Saturday, August 22, 2015

Why Trading Financial Markets Is So Difficult

Yesterday was one of my better days of the year trading ES, and a large part of the success consisted of *not* following my process.  Therein lies a tale and why so much common wisdom in trading psychology is horseshit.

First off, there is an underlying message you'll hear from every furu:  trading markets is really easier than you think.  Why is this the meta-message?  Because the furu needs to appeal to the quick money crowd.  There's no sexy message if you tell people that trading is difficult; that even the world class traders have losing periods; that it takes years to master any craft.  So the furu goes after the people who *don't* want to work for a living.  After all, what more alluring message to send than, "it's really easy...all you need to focus on is X."

Well, it's not easy and there's one major reason for why markets are so difficult to trade:  they are always changing.  The market you traded two weeks ago is not the market that traded for the past two days.

Above is a chart where each data point represents 50,000 ES contracts.  It covers the period from 7/1/15 to the present.  Note how the rules that would have made you money very early in the period are different from the ones that succeeded in the middle of the period and extremely different from what has succeeded most recently.

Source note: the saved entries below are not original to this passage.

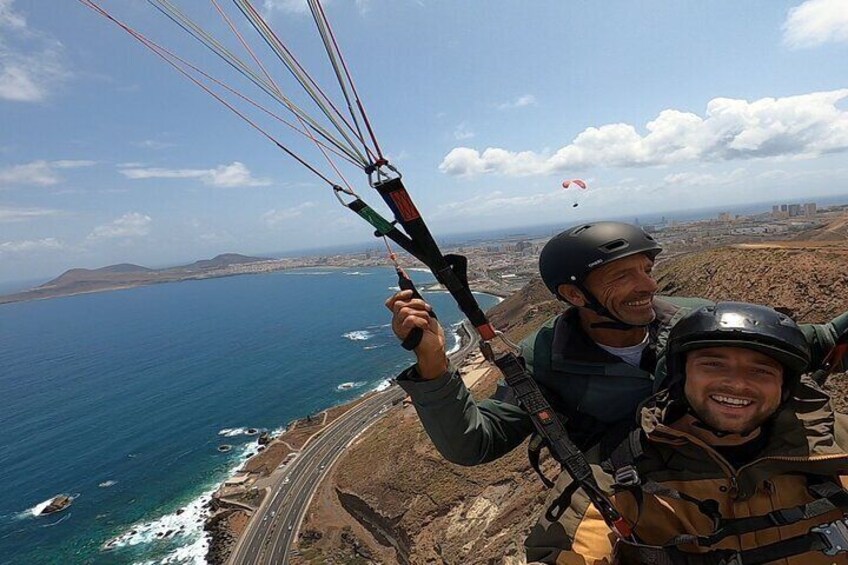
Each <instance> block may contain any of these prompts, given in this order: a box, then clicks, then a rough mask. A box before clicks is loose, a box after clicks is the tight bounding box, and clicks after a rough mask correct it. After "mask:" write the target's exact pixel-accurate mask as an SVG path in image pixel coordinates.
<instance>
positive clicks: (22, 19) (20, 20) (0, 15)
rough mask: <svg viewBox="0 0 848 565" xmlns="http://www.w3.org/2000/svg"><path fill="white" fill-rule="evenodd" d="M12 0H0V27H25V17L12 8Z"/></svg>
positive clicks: (12, 0)
mask: <svg viewBox="0 0 848 565" xmlns="http://www.w3.org/2000/svg"><path fill="white" fill-rule="evenodd" d="M13 2H14V0H0V29H3V28H6V29H25V28H26V18H24V16H23V15H22V14H18V13H16V12H15V11H14V10H13V9H12V3H13Z"/></svg>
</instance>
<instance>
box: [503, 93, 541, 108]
mask: <svg viewBox="0 0 848 565" xmlns="http://www.w3.org/2000/svg"><path fill="white" fill-rule="evenodd" d="M535 105H536V97H535V96H533V95H532V94H524V95H522V96H519V97H518V98H516V99H515V100H510V101H508V102H503V103H501V104H498V109H499V110H511V109H513V108H524V107H525V106H535Z"/></svg>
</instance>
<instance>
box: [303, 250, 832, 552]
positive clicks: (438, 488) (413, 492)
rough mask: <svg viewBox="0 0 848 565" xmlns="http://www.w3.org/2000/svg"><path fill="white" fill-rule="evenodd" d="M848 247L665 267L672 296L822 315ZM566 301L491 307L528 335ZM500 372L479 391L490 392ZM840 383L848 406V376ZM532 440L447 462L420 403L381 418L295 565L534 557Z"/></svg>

I build quantitative models of the ES market.  The backtests for those short-term models have gone back to 2014, as this has been a relatively stable (stationary) regime (i.e., a stable set of rules has been predictive of forward price movement).  As we went from trading Thursday to Friday, it became clear that the models (which generally put you long in oversold, higher volatility environments and short in overbought, lower volatility periods) were not working.  They were not working because the price action in the market was not typical of the price action from which the models had been derived.  Only the October 2014 period was similar, but even there important differences were present.

(Parenthetically, we closed Friday with fewer than 5% of SPX shares trading above their three- and five-day moving averages and fewer than 10% trading above their 10-day moving average, with VIX having soared to 28.  That price action is much more similar to 2010 and 2011 conditions than 2014-2015 ones).

So I disregarded the model output and instead turned to my research that identifies when we have a likely trend day.  The persistent hitting of bids on expanded volume was indeed present and led to a good afternoon short trade.  If anything, the models would have had me hunting for bottoms.  

I did not follow my process because I have a meta-process for adapting my process.  In other words, I am constantly scanning to see if this time really is different so that I can adapt to changing conditions as quickly as possible.  I don't want to be trading mean-reversion (which worked well through much of the period of the chart above) when we're now in a trend/momentum environment.

This is why trading is so difficult.  In most performance fields, we can count on stability:  the pitching mound does not go from 90 feet from the plate to 60 and then 120.  The basketball hoop does not go from 10 feet high to 12 and then 8-1/2.  The rules of chess are constant throughout tournaments; the rules of markets can change over the course of a week.  

Success can come from faithfully following your trading process.  Ongoing success comes from quickly recognizing when that process needs to adapt.